The labour legislation adopted post-1994 was meant to give greater rights to workers and eliminate the exploitation of particularly blacks by employers but, he noted, the current labour regulation environment was not conducive to the creation of jobs for South Africa’s 7.5-million unemployed citizens, many of whom have never held a job and was unlikely to ever have a job.
Speaking at the South African Chamber of Commerce and Industry yearly convention, in Midrand, he said lifting the burdens on small firms would allow them to flourish and create more jobs. The regulations now required revision and the barriers preventing firms from expanding their workforce should be removed.
Subsidies and incentives would not stimulate business, as companies feared hiring, owing to disruptive labour and the threat of labour disputes on a whim. He also suggested the removal of the minimum wage, as this would enhance the chances of the unemployed being able to seize the opportunity to earn at least some kind of wage, and the application of the rule of law in respect of labour disputes.

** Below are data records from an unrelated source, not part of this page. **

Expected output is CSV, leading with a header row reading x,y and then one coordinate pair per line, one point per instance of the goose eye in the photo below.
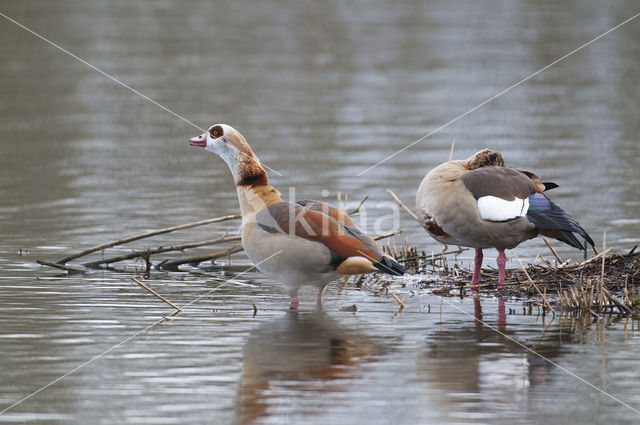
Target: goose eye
x,y
216,131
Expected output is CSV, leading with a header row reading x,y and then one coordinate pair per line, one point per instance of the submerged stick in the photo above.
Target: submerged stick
x,y
553,251
387,235
60,266
173,265
618,304
357,209
156,294
160,249
404,207
398,300
146,235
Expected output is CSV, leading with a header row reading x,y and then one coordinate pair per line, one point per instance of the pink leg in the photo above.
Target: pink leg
x,y
477,311
320,292
502,316
477,269
502,261
294,302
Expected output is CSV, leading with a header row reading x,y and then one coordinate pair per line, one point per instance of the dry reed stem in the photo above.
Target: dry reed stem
x,y
404,207
398,300
60,266
553,251
156,294
200,258
357,209
544,299
146,235
161,250
618,304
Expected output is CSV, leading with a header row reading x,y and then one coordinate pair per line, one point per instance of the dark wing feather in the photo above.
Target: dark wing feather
x,y
316,222
502,182
386,264
553,221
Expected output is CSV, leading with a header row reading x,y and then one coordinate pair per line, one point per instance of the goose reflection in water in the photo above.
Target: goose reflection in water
x,y
471,360
288,360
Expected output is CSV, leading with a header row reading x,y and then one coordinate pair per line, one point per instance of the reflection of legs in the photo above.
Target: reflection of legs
x,y
320,292
477,268
502,261
294,301
502,316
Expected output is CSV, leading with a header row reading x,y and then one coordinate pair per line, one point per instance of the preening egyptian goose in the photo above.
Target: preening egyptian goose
x,y
480,203
302,243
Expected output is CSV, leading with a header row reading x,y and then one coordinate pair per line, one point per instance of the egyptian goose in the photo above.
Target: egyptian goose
x,y
303,243
481,203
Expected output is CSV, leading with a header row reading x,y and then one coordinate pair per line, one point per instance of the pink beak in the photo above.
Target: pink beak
x,y
200,140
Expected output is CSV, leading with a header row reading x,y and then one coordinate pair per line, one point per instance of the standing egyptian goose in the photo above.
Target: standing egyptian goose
x,y
303,243
480,203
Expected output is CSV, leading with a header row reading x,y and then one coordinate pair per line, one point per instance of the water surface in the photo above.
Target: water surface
x,y
322,91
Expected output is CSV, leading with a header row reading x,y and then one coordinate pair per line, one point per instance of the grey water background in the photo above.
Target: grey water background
x,y
322,91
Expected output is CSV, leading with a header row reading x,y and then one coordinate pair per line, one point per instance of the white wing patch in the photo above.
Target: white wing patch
x,y
493,208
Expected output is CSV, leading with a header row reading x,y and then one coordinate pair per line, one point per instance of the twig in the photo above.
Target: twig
x,y
173,265
357,209
594,258
60,266
388,235
433,256
156,294
404,207
553,251
618,304
146,235
534,284
398,300
161,249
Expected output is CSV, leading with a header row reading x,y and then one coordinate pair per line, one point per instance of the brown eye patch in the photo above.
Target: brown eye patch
x,y
216,131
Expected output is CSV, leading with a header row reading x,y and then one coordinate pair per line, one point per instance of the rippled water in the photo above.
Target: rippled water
x,y
322,91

He said that it was possible to improved wages without threatening the jobs of others, citing the “havoc” created over the past few months with nationwide illegal strikes throughout many industries.
Centralised bargaining structures, as currently established in certain industries, held negative consequences for smaller firms unable to meet the minimum wages set by the unions and resulted in the closure of businesses, further job losses and no wages at all, Mashaba stressed.
He pointed to South Africa’s low ratings in most of the labour categories of the Fraser Institute's 'Economic Freedom of the World: 2012 Annual Report'. South Africa ranked 85 out of 144 countries.
Meanwhile, Mashada criticised the country’s education system and questioned the delivery of sustainable and valuable educational outcomes, considering that 20%, or R270-billion of the fiscus went to education-related development in 2012/13.
Letsema Circle executive chairperson Dr Mamphela Ramphele noted that the education system was sliding further into crisis, and the need to move away from a system that provided one graduate out of every student class enrolled in a school.
“We have a narrow window of opportunity and we will not have the luxury of an Arab spring but are instead headed towards a searing African summer,” she said.